Text: b a d b a b a b a d a a b Index: 0 1 2 3 4 5 6 7 8 9 ... Pattern: a b a b a d a Step 1: i=0, j=0 Text[0]='b' ≠ Pattern[0]='a' j=0, so i++ Step 2: i=1, j=0 Text[1]='a' = Pattern[0]='a' ✓ i++, j++ Step 3: i=2, j=1 Text[2]='d' ≠ Pattern[1]='b' j=LPS[0]=0, i stays Step 4: i=2, j=0 Text[2]='d' ≠ Pattern[0]='a' j=0, so i++ Step 5: i=3, j=0 Text[3]='b' ≠ Pattern[0]='a' j=0, so i++ Step 6: i=4, j=0 Text[4]='a' = Pattern[0]='a' ✓ Continue matching... Text[4..8] = 'ababa' matches Pattern[0..4] = 'ababa' ✓ At i=9: Text[9]='d' = Pattern[5]='d' ✓ At i=10: Text[10]='a' = Pattern[6]='a' ✓ j == m (7), MATCH FOUND at index i-j = 10-7 = 4 Wait, let me recheck... Actually matching at position 4: Text[4..10] = "ababada" = Pattern ✓ Pattern found at index 4!
Pattern "ababada" found at index 4
4.4 Why KMP is Efficient
Naïve: After mismatch at position 5, restart from position 1
Very wasteful - we already know positions 1-4!
KMP: After mismatch, use LPS to skip redundant comparisons
LPS tells us: "These characters already match, skip them!"
Example:
Text: A B A B A C A B A B
Pattern: A B A B A D
↑ mismatch at index 5
Naïve shifts by 1: _ A B A B A D
↑ restart from beginning
KMP uses LPS[4]=3: _ _ _ A B A B A D
↑ skip first 3 chars (we know they match!)
4.5 Time Complexity
| Phase | Complexity |
|---|---|
| LPS Computation | O(m) |
| Matching | O(n) |
| Total | O(n + m) |
5. Longest Common Subsequence (LCS)
Note: Subsequence ≠ Substring.

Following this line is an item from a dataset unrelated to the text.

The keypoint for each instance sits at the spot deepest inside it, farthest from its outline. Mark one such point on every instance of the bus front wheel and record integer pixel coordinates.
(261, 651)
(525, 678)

Subsequence elements need not be contiguous.
- How to fill the DP table
- How to backtrack to find the actual LCS string
5.1 DP Recurrence
0 if i=0 or j=0
LCS[i-1][j-1] + 1 if X[i] = Y[j]
max(LCS[i-1][j], LCS[i][j-1]) if X[i] ≠ Y[j]
5.2 Algorithm
function LCS_LENGTH(X, Y):
m = length(X)
n = length(Y)
c[0..m][0..n] = 0 // Initialize DP table
// Fill the table
for i = 1 to m:
for j = 1 to n:
if X[i] == Y[j]:
c[i][j] = c[i-1][j-1] + 1
else:
c[i][j] = max(c[i-1][j], c[i][j-1])
return c[m][n] // Length of LCS
function PRINT_LCS(c, X, Y, i, j):
if i == 0 or j == 0:
return ""
if X[i] == Y[j]:
return PRINT_LCS(c, X, Y, i-1, j-1) + X[i]
if c[i-1][j] > c[i][j-1]:
return PRINT_LCS(c, X, Y, i-1, j)
else:
return PRINT_LCS(c, X, Y, i, j-1)
X = "AMERICA"
Y = "ARMENIA"
Step 1: Create DP Table
| ε | A | R | M | E | N | I | A | |
|---|---|---|---|---|---|---|---|---|
| ε | 0 | 0 | 0 | 0 | 0 | 0 | 0 | 0 |
| A | 0 | 1 | 1 | 1 | 1 | 1 | 1 | 1 |
| M | 0 | 1 | 1 | 2 | 2 | 2 | 2 | 2 |
| E | 0 | 1 | 1 | 2 | 3 | 3 | 3 | 3 |
| R | 0 | 1 | 2 | 2 | 3 | 3 | 3 | 3 |
| I | 0 | 1 | 2 | 2 | 3 | 3 | 4 | 4 |
| C | 0 | 1 | 2 | 2 | 3 | 3 | 4 | 4 |
| A | 0 | 1 | 2 | 2 | 3 | 3 | 4 | 5 |
Step 2: Backtrack to Find LCS
- Start at c[7][7] = 5
- X[7]='A' = Y[7]='A' → Add 'A', go diagonal to c[6][6]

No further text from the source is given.